You know those eye-looking things on a horseshoe crab’s carapace? They are actually eyes. I thought they were false eyes for some reason, but nope, they’re genuine compound eyes. These arthropods also have additional eyes under their carapace – and now we’re beginning to see the resemblance to spiders with all these eyes, right? They even have photoreceptors around their telson, so there’s basically no sneaking up on a horseshoe crab. I mean, it won’t really do much if you approach it, but it’ll know you’re approaching nonetheless.
That said, while it may be tempting to pick up a lazy horseshoe crab you spot lying on the beach, please do so with caution – scoop it up by grabbing it on either side of its carapace rather by than telson. If it damages or loses its telson, that could spell trouble for the arthropod in more ways than one. Since horseshoe crab population numbers are on the decline, you probably shouldn’t pick up a horseshoe crab anyway unless you’re moving it back into the water.
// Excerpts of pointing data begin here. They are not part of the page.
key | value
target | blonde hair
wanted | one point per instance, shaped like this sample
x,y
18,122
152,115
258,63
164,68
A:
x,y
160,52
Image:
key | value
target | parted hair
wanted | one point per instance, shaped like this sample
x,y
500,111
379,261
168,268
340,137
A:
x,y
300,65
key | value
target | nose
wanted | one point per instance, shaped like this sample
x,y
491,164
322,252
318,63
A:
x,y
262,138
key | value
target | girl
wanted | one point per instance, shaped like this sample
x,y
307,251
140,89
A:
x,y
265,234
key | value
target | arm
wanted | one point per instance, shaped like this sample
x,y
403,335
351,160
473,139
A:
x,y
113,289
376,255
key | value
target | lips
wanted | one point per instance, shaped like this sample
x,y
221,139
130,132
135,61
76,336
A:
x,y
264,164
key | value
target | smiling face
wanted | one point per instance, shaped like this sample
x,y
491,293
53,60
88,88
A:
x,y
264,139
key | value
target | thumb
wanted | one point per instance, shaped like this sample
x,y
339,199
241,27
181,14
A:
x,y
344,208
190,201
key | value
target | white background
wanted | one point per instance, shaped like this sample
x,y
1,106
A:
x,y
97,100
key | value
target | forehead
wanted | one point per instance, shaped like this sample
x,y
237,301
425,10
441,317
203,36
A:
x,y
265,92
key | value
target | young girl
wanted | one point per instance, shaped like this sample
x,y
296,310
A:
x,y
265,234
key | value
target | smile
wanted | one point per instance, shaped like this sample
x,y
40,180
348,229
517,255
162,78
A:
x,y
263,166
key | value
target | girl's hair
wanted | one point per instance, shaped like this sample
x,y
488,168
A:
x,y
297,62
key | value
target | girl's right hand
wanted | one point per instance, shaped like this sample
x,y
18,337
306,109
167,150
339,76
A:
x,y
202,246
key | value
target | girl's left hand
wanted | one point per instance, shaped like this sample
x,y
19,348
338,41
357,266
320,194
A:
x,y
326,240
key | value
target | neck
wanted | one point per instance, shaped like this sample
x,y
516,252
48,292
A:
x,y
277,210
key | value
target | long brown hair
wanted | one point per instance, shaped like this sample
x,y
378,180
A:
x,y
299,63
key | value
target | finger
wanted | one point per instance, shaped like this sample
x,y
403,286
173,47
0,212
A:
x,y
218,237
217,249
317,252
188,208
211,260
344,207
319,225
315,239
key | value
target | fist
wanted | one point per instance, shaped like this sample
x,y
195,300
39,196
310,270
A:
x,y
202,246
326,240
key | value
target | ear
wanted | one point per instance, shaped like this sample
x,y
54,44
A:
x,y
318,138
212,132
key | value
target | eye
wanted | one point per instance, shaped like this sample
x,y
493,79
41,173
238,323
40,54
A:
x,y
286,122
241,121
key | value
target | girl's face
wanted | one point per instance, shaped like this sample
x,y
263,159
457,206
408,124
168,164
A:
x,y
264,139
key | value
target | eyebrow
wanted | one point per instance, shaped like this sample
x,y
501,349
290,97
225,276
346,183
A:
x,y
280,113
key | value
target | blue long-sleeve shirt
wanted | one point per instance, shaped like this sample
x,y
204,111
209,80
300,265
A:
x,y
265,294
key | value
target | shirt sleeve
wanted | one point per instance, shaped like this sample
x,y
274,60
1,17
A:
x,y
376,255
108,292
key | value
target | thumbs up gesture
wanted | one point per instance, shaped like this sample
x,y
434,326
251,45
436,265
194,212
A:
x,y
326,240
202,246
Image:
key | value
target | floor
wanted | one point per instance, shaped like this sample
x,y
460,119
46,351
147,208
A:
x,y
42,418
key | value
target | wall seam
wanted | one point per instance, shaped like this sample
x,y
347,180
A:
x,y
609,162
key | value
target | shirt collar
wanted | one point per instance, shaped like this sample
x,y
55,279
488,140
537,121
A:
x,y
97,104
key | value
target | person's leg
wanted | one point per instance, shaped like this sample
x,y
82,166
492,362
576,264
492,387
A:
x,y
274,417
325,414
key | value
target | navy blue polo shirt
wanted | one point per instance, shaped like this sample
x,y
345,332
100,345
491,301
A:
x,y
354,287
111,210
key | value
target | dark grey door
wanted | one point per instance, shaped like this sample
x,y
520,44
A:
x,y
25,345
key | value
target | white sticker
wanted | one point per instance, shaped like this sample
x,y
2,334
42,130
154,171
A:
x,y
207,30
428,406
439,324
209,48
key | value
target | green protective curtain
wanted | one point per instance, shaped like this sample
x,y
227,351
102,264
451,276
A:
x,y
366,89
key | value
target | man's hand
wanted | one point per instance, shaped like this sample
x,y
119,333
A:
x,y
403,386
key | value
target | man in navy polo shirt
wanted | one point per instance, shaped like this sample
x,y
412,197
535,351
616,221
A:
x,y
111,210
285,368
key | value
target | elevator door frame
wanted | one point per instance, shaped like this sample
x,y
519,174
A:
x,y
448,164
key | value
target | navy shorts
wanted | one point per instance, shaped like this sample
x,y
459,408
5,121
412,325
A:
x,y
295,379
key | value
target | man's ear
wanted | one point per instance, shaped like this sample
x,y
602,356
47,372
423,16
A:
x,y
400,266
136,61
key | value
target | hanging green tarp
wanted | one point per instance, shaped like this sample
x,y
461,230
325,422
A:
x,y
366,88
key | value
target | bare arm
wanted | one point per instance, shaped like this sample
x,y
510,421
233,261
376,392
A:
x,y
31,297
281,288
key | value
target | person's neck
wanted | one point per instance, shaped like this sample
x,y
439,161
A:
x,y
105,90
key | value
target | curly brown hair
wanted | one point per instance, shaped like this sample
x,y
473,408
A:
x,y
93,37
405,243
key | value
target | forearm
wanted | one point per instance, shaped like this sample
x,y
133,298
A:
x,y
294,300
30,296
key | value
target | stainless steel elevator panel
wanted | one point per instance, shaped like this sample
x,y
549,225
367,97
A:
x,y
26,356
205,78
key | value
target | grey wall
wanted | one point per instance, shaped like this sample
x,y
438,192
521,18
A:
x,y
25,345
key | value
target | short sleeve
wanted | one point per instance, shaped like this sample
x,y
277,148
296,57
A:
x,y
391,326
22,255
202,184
That’s right, horseshoe crabs like the water because, like most of our water-dwelling arthropod buddies, they have gills. Called “book gills” for their resemblance to book pages stacked together, these appendages actually do a little more for the turtle spiders than just take in oxygen from the water: they’re also utilized in swimming and can absorb water into the arthropod’s body to help remove its exoskeleton when it’s time to molt.
Spiders actually breathe through book lungs, so the pairing of both arthropods in Chelicerata is making more and more sense the farther into this post I get. When it comes down to it, though, the main reason these arthropods are lumped together is their chelicerae. These appendages take the form of poison fangs in spiders and pincers in horseshoe crabs, but they’re… apparently… the same appendage? I guess bat wings and human hands are supposed to be the same too, even though they look and work very differently? I dunno. Biology’s weird.